To be exact, the Nuggets are allowing 14.1 made 3s per game, ranking seventh-worst in the league. They’re also allowing 39.1 attempts on average, which is sixth-worst, as opposed to 31.5 last season (second-best). It’s a staggering difference, one that might illuminate the most serious peril of a perimeter-resistant offense.

What if opponents are so hyper-aware of the potential math advantage that their gameplan for Denver involves hunting more 3s?

The Cavaliers certainly hunted them, but they do that against everyone.

“That’s how that roster’s been built (to shoot 3s). You look at their roster, I think they have seven guys shooting over 40% from three. We have two,” Malone said. “They have shooting everywhere. Off the bench. Starting lineup. They get them in transition. They get them off pick-and-rolls.”

Against Cleveland’s high volume of pick-and-rolls, Denver was vulnerable to surrendering pull-up 3s to Donovan Mitchell, who exploited subpar screen navigation from the Nuggets’ guards. His 6-for-12 night led the charge as the Cavs became the second team in NBA history to make 20 or more 3-pointers in four straight games.

Failing to fight over a screen can often set the tone for entire defensive possessions, even if the result isn’t merely a pull-up. Teams that share the ball can force the Nuggets to chase rotations around the perimeter, exhausting themselves and often still giving up a clean shot.

“It’s a mindset. I don’t think we’re there yet,” Christian Braun told The Denver Post. “The last few years — we’ve always been an offensive team, but we’ve brought it on defense. We’ve done a better job than we have this year. It’s just a mindset thing. It’s a physicality thing. It’s, ‘I’m going to be into the ball, and I’m not going to get screened.’ And it starts with me, because I’m probably in the most of them. So I need to be better. We all need to be better. And I think setting the tone (by) fouling. I know it sounds weird, but sometimes fouling from the jump will help us and set the tone, even with the referees: Hey, this is how we’re going to defend.”

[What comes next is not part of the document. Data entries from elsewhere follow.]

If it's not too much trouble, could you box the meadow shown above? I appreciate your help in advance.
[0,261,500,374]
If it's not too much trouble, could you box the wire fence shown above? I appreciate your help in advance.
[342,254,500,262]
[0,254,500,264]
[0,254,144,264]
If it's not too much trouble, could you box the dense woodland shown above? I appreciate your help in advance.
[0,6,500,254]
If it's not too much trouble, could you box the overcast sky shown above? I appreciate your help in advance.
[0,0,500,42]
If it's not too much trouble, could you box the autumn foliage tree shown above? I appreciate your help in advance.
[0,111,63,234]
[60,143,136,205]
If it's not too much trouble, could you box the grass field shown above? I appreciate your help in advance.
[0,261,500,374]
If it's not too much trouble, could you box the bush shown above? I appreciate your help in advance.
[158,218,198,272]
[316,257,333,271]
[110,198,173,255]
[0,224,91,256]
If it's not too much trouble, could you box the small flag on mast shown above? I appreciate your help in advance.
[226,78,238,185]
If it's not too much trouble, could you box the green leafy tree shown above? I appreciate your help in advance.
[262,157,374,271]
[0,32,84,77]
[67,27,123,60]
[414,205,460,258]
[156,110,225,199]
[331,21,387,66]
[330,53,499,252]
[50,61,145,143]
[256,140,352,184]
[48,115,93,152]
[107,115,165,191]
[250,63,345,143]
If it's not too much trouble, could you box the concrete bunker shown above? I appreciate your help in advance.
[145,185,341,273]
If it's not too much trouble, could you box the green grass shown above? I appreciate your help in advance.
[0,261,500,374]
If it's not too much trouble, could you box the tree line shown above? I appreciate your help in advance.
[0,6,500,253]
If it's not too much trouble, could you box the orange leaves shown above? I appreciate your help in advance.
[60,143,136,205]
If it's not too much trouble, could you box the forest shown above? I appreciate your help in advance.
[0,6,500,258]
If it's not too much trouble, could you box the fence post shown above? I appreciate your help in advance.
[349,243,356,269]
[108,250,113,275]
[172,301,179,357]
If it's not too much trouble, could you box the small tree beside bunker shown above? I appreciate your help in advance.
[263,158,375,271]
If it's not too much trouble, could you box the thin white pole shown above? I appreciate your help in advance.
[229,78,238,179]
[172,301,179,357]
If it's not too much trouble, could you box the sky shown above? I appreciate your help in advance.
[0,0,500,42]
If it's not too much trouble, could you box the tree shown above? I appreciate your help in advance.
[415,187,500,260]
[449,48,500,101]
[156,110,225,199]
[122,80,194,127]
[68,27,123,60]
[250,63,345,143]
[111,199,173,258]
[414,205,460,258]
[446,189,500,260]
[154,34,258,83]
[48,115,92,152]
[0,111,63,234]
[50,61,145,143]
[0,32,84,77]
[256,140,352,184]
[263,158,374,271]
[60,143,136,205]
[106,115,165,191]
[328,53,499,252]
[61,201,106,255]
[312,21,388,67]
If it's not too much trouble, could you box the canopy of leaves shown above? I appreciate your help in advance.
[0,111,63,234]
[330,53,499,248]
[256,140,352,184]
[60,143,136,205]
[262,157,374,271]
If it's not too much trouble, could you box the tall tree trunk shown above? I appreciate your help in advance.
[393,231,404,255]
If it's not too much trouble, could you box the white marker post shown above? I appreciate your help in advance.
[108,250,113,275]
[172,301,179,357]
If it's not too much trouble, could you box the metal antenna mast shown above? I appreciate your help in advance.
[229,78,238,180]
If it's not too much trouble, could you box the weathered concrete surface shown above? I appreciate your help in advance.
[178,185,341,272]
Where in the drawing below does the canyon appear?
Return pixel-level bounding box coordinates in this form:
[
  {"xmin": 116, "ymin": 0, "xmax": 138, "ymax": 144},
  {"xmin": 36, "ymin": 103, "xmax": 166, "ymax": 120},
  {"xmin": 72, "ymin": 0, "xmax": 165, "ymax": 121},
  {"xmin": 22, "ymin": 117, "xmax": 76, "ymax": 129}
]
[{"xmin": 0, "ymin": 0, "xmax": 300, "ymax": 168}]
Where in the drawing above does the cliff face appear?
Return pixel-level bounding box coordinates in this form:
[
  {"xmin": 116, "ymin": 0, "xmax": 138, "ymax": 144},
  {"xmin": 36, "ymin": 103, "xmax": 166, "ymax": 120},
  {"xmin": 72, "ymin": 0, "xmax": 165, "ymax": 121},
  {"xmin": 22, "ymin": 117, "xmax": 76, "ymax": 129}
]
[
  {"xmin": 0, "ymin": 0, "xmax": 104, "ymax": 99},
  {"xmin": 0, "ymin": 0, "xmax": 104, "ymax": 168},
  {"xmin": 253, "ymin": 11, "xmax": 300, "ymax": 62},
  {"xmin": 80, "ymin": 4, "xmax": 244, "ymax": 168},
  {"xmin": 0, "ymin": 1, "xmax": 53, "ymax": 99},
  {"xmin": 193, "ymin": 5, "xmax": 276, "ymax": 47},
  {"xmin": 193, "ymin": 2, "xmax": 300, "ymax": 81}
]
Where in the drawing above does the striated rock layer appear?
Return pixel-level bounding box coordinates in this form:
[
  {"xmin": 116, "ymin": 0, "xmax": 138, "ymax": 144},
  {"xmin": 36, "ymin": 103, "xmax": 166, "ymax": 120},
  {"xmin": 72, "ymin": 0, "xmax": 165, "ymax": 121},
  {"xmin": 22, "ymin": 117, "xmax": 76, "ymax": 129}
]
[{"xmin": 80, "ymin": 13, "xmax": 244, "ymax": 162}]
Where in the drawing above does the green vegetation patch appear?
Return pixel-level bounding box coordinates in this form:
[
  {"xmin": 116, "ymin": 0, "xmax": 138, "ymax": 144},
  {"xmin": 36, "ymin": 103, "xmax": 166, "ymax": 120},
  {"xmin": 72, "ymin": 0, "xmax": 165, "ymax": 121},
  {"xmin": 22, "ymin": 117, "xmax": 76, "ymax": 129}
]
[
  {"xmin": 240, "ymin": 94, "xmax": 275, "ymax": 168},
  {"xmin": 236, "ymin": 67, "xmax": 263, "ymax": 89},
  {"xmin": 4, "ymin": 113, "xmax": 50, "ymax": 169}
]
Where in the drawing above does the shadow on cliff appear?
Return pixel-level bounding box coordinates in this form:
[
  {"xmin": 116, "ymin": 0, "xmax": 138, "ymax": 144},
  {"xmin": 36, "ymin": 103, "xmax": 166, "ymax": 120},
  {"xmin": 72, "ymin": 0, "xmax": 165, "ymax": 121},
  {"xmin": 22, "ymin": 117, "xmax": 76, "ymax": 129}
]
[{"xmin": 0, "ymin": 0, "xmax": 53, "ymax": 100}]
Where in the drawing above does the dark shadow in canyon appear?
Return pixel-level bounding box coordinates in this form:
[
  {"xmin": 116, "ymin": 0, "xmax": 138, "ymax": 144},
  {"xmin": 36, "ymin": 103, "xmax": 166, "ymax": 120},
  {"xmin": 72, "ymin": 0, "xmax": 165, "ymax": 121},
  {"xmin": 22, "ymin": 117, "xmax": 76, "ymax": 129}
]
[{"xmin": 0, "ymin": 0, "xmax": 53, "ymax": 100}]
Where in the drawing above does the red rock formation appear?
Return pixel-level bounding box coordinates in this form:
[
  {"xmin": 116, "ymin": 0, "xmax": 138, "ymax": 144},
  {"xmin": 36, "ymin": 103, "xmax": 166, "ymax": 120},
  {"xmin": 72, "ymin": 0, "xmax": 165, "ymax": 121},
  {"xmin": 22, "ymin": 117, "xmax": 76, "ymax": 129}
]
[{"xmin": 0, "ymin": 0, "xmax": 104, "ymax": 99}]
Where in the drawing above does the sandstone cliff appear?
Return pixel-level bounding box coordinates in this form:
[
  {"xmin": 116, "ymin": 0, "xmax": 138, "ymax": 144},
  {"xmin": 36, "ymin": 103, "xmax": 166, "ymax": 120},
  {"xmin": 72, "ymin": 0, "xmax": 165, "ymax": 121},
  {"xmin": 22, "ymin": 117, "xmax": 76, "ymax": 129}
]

Malone and Denver’s players heaped praise on the Cavs after being swept in the season series. Even on a night when the Nuggets shot 49% from three and logged their eighth-highest scoring game since the start of the championship season, they were playing from behind by double-digits the entire second half.

Whenever they chipped away with successive baskets, Cleveland usually answered with a three. The Nuggets won 68-50 in the paint. The Cavaliers won 69-45 from outside the arc.